The research was centered on the design, synthesis, and evaluation of a novel nanocomposite (lox@hmno2-p[5]a). The details are as follows:

  • Design of Nanocomposite Structure and Functionality: The researchers employed lactate oxidase (LOX) as a catalyst for lactate degradation and encapsulated it within hollow manganese dioxide (HMnO2) nanoparticles, forming the lox@hmno2 composite. Additionally, they introduced a host-guest interacting macrocycle (pillar[5]arene, P[5]A) for capturing lipopolysaccharides (LPS), thereby reducing lactate production.

  • Synthesis and Modification: Using a silica template method, the researchers synthesized hollow nanoparticles and subsequently coated their surfaces with lactate oxidase and P[5]A-functionalized hyaluronic acid (HA) through a multi-step deposition process.

  • In Vitro Verification: The catalytic and capturing capabilities of lox@hmno2-p[5]a were tested via oxygen generation, lactate degradation, and LPS trapping experiments.

  • In Vivo Validation: A mouse model of LPS-induced sepsis was employed to study changes in lactate and LPS levels, as well as the recovery of organ function, to confirm the efficacy of the nanocomposite.

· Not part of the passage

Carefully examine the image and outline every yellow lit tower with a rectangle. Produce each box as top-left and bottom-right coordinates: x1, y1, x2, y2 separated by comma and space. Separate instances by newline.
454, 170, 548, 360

2. Unique Characteristics and Advanced Testing

  • Lactate Removal Functionality: The lox@hmno2 composite degrades lactate, producing hydrogen peroxide (H2O2), which is further catalytically converted into oxygen (O2) by HMnO2, forming a continuous catalytic cycle for lactate degradation. In a 20 mM lactate solution, lox@hmno2-p[5]a consumed up to 9 mM lactate within one hour.

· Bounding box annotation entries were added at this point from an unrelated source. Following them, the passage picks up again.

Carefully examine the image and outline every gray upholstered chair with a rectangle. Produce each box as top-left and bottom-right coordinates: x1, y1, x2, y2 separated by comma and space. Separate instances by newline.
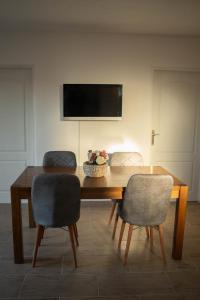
28, 151, 77, 227
43, 151, 77, 168
32, 174, 80, 267
108, 152, 143, 224
113, 174, 173, 264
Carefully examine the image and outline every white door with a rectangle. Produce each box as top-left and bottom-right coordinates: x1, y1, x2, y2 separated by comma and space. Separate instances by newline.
0, 67, 33, 202
152, 71, 200, 201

  • LPS Capture Capability: Dynamic light scattering (DLS) and isothermal titration calorimetry (ITC) demonstrated that P[5]A interacts electrostatically with LPS to form a stable complex, effectively reducing lactate production in inflammatory conditions.

  • Endothelial Barrier Protection: In endothelial cell models, lox@hmno2-p[5]a significantly mitigated endothelial permeability by reducing lactate levels and stabilizing VE-cadherin expression.

Key Findings

  • Reductions in Circulating Lactate and LPS Levels: Intravenous administration of lox@hmno2-p[5]a reduced blood lactate levels by 52.2% and LPS levels by 65% within 48 hours in septic mice.

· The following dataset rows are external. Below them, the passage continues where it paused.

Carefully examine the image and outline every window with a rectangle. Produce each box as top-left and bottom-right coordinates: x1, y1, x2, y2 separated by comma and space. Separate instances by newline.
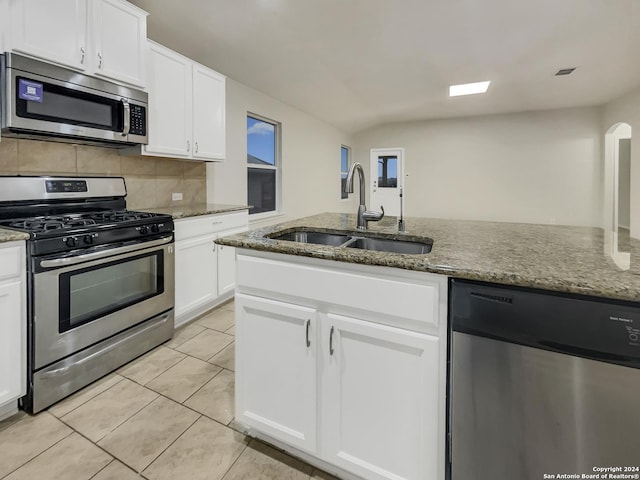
378, 155, 398, 188
247, 115, 280, 215
340, 145, 351, 198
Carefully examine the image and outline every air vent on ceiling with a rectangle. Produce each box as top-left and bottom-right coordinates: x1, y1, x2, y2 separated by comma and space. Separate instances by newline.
556, 67, 576, 77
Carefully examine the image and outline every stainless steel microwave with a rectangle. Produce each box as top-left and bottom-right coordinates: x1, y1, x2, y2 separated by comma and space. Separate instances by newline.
0, 53, 149, 147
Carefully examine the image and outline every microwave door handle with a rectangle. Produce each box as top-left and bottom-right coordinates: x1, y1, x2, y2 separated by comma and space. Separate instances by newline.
120, 98, 131, 137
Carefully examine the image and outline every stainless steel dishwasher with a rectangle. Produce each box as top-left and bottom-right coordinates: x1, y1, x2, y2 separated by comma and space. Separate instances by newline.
447, 280, 640, 480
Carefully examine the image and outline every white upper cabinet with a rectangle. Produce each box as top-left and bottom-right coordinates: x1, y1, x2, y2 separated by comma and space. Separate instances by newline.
10, 0, 89, 70
5, 0, 147, 87
143, 41, 226, 160
143, 42, 192, 157
93, 0, 147, 85
193, 65, 225, 160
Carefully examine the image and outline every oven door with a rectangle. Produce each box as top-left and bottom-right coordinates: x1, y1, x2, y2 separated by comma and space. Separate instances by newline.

  • Suppression of Inflammatory Responses: Pro-inflammatory cytokines such as TNF-α and IL-6 were significantly downregulated, minimizing tissue damage and improving survival rates (100%).

  • Restoration of Multi-Organ Function: Histological analysis revealed reduced inflammatory cell infiltration and structural recovery in the organs of treated sepsis mice.

Significance and Highlights

Scientific Impact

This study advances our understanding of the underlying mechanisms of endothelial barrier dysfunction in sepsis, highlighting the critical role of lactate. Targeting lactate and its associated signaling pathways points to new directions in the treatment of other metabolic diseases, such as cancer.

Applications

The “dual-pipeline lactate removal strategy” represents a novel approach for mitigating inflammation in sepsis patients, offering potential for the development of high-efficiency and low-toxicity nanomedicines.

Technical Innovations

The introduction of P[5]A macrocycles and the cyclic catalytic system, leveraging H2O2-driven oxygen generation, underscores the innovation of this study in both nanomaterial design and biomedical application, showcasing the potential of interdisciplinary collaboration.

Conclusion

By leveraging a novel “dual-pipeline lactate removal strategy,” this research successfully demonstrated a nanomedicine-based solution for treating sepsis. It not only advances anti-inflammatory and endothelial protection therapies but also showcases the unique strengths of nanomedicine in addressing complex systemic illnesses. This breakthrough opens up new research directions in the treatment of sepsis and other metabolic disorders, offering a promising solution for pressing global health challenges.